Fièvre jaune et Ebola
La vaccination contre la fièvre jaune est actuellement considérée par les autorités sanitaires comme « indispensable » pour
un séjour dans une zone endémique (régions intertropicales d'Afrique et d'Amérique du Sud), y compris pour les enfants à
partir de 9 mois (voire même 6 mois en zone rurale), ainsi que les femmes enceintes et allaitantes.
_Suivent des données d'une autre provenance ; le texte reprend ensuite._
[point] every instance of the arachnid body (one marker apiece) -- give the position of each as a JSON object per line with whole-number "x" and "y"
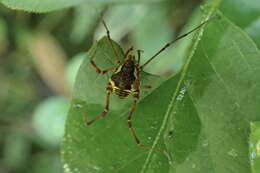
{"x": 125, "y": 79}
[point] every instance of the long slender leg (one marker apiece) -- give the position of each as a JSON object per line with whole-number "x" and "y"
{"x": 146, "y": 86}
{"x": 170, "y": 43}
{"x": 139, "y": 56}
{"x": 110, "y": 41}
{"x": 98, "y": 70}
{"x": 128, "y": 51}
{"x": 106, "y": 109}
{"x": 129, "y": 122}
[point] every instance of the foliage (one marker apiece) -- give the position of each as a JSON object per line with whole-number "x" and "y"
{"x": 201, "y": 110}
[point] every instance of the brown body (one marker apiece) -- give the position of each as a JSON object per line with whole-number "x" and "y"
{"x": 123, "y": 81}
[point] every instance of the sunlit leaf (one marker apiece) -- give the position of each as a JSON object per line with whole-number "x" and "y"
{"x": 201, "y": 116}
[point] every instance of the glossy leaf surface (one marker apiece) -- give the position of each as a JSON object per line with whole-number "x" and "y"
{"x": 200, "y": 115}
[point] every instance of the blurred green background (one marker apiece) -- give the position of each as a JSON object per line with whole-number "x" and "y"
{"x": 40, "y": 55}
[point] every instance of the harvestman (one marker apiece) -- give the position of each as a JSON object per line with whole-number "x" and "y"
{"x": 125, "y": 79}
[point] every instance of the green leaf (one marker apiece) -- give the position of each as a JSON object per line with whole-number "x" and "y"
{"x": 241, "y": 12}
{"x": 255, "y": 146}
{"x": 50, "y": 5}
{"x": 201, "y": 116}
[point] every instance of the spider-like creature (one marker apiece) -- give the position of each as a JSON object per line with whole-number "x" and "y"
{"x": 126, "y": 78}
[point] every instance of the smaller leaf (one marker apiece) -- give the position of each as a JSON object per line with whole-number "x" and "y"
{"x": 50, "y": 5}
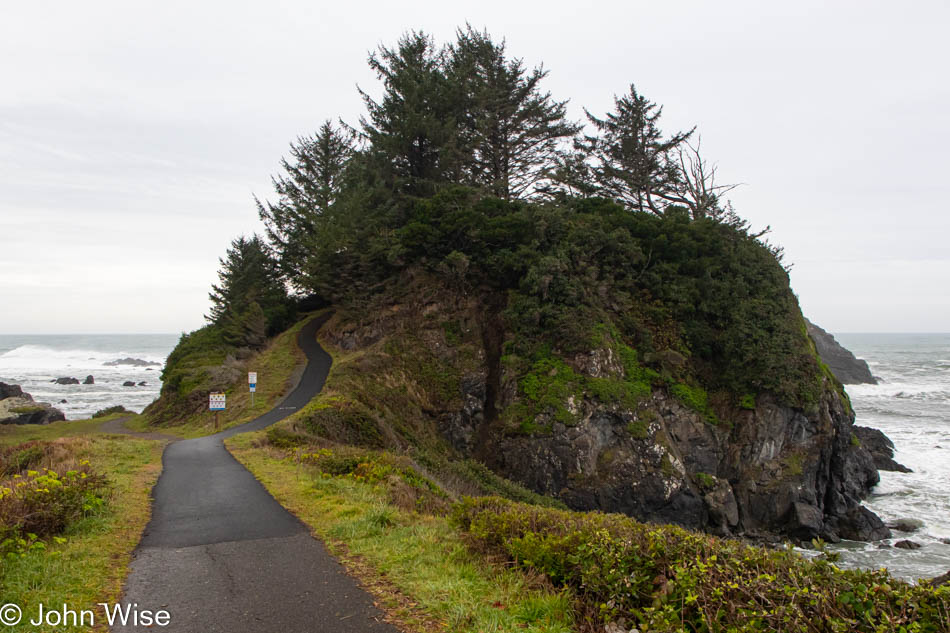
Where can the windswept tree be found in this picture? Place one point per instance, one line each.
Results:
(249, 302)
(510, 130)
(412, 129)
(631, 159)
(310, 184)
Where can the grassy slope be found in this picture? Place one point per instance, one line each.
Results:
(276, 367)
(91, 565)
(418, 566)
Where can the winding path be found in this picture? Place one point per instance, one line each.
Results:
(220, 554)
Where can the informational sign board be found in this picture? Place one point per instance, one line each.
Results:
(217, 402)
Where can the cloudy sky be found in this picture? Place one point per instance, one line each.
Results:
(134, 134)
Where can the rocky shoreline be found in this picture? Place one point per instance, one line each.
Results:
(18, 407)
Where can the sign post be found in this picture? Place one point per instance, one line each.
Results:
(216, 402)
(252, 383)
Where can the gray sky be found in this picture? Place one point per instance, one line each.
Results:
(133, 135)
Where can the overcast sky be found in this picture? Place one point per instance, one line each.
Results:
(134, 134)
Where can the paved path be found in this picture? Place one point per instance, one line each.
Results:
(220, 554)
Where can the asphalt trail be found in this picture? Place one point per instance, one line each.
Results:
(220, 554)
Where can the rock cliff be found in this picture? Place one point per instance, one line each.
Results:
(843, 364)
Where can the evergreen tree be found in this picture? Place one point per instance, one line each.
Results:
(412, 129)
(632, 161)
(249, 277)
(510, 130)
(311, 184)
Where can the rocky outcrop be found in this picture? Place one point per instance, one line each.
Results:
(12, 391)
(133, 362)
(843, 364)
(18, 407)
(770, 470)
(880, 447)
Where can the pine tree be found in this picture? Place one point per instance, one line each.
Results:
(412, 129)
(248, 277)
(510, 130)
(632, 161)
(312, 183)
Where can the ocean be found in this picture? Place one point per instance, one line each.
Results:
(911, 405)
(32, 361)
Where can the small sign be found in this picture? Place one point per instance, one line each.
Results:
(217, 401)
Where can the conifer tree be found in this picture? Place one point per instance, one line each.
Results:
(311, 183)
(248, 277)
(510, 130)
(412, 130)
(632, 161)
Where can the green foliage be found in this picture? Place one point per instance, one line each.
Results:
(747, 402)
(101, 413)
(695, 398)
(664, 578)
(251, 301)
(39, 504)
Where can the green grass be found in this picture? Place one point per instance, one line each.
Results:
(90, 565)
(417, 565)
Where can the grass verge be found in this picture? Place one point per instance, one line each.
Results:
(87, 563)
(417, 565)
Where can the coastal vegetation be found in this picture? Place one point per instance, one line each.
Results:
(73, 504)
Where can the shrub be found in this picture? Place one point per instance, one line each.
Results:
(41, 504)
(669, 579)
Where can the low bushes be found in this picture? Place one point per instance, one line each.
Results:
(665, 578)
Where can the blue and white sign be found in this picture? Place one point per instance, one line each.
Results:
(217, 402)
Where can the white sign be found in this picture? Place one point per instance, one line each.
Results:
(217, 401)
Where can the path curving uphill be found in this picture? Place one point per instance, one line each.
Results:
(220, 554)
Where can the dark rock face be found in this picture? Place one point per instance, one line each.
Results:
(134, 362)
(881, 448)
(13, 391)
(776, 471)
(843, 364)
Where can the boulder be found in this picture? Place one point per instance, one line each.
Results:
(133, 362)
(843, 364)
(13, 391)
(19, 410)
(860, 524)
(880, 447)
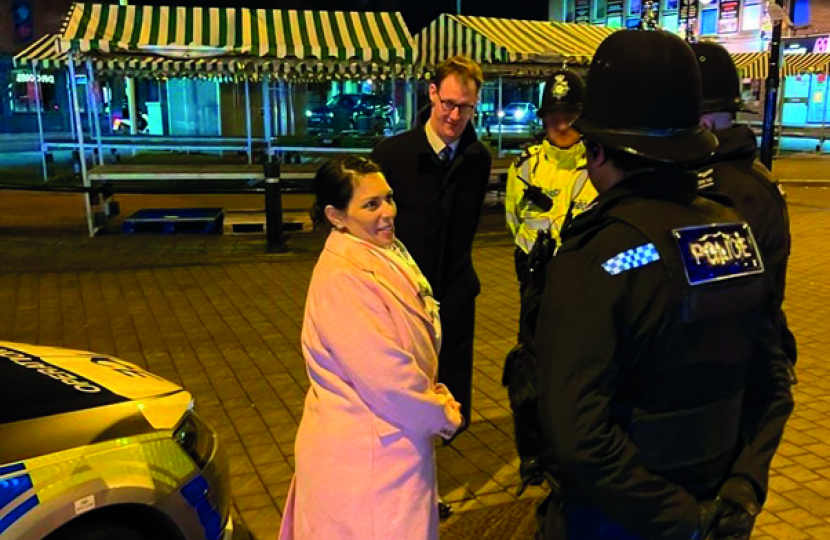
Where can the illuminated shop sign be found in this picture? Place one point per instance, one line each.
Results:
(582, 11)
(30, 77)
(804, 45)
(728, 20)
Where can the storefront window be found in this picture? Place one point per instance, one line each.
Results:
(709, 22)
(751, 19)
(23, 94)
(671, 22)
(599, 11)
(194, 107)
(570, 10)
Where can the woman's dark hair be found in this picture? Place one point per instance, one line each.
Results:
(334, 183)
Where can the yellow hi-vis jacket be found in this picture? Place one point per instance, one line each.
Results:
(562, 176)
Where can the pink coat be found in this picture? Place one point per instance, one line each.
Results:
(365, 457)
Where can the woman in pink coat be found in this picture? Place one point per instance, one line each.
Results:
(365, 458)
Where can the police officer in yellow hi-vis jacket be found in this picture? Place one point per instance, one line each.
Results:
(547, 178)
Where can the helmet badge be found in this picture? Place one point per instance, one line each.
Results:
(560, 87)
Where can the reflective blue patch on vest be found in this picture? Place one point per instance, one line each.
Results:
(717, 252)
(633, 258)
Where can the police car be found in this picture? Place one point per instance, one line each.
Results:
(93, 448)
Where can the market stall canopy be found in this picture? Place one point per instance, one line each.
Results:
(489, 40)
(43, 53)
(203, 32)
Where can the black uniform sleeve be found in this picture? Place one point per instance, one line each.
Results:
(768, 403)
(586, 316)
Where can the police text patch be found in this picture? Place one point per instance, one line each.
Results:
(718, 252)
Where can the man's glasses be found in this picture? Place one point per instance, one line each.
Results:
(449, 106)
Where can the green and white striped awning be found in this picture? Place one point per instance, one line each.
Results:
(586, 37)
(43, 53)
(200, 32)
(751, 65)
(489, 40)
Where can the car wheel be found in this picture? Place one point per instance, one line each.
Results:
(105, 529)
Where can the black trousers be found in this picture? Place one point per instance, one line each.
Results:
(455, 362)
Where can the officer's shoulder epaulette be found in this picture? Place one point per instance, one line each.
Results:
(526, 154)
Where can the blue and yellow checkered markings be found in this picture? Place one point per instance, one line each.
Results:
(631, 259)
(14, 488)
(197, 494)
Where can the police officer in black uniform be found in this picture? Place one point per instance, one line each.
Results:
(655, 385)
(735, 171)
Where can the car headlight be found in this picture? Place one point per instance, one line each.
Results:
(195, 438)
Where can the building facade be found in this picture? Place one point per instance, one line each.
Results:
(740, 25)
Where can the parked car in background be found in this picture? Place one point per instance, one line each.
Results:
(94, 447)
(360, 113)
(518, 113)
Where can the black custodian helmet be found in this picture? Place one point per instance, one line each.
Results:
(643, 97)
(564, 92)
(719, 78)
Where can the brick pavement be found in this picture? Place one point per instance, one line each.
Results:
(222, 318)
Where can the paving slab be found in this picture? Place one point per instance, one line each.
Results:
(222, 317)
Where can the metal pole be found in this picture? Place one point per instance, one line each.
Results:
(248, 119)
(266, 120)
(109, 107)
(71, 108)
(778, 129)
(500, 111)
(392, 81)
(771, 93)
(90, 80)
(408, 100)
(820, 146)
(273, 208)
(81, 150)
(290, 111)
(40, 122)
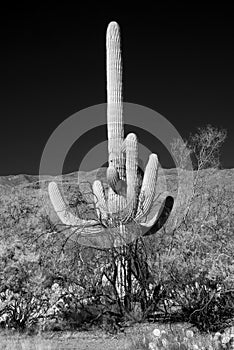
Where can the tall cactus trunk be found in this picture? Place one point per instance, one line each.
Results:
(115, 130)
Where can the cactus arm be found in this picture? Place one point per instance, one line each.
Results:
(159, 219)
(113, 178)
(100, 200)
(131, 174)
(148, 187)
(62, 211)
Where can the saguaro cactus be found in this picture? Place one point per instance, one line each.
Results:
(129, 198)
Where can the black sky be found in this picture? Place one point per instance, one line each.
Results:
(177, 60)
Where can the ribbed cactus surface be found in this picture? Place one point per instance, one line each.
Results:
(129, 200)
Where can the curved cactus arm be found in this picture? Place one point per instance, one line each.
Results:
(131, 174)
(160, 203)
(148, 187)
(112, 176)
(155, 224)
(63, 213)
(100, 200)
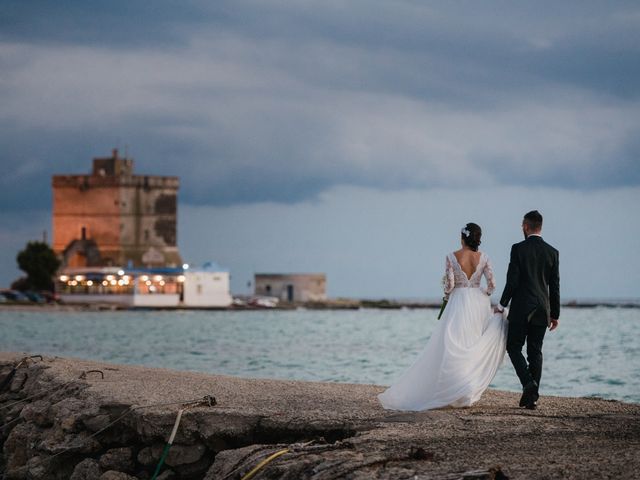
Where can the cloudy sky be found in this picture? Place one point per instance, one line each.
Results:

L'agence signale
également que « le risque d'importation du virus Ebola par le biais des voyageurs (hors pays d'Afrique de l'Ouest
frontaliers ou proches) est faible mais ne peut être totalement exclu »
. Au 1er mars 2016, 65 cas d'Ebola ont été rapatriés
dont 38 vers l'Europe (dont 25 asymptomatiques) : 3 en Allemagne, 2 en Espagne, en France et au Royaume-Uni, un en
Norvège, en Italie, aux Pays Bas et en Suisse.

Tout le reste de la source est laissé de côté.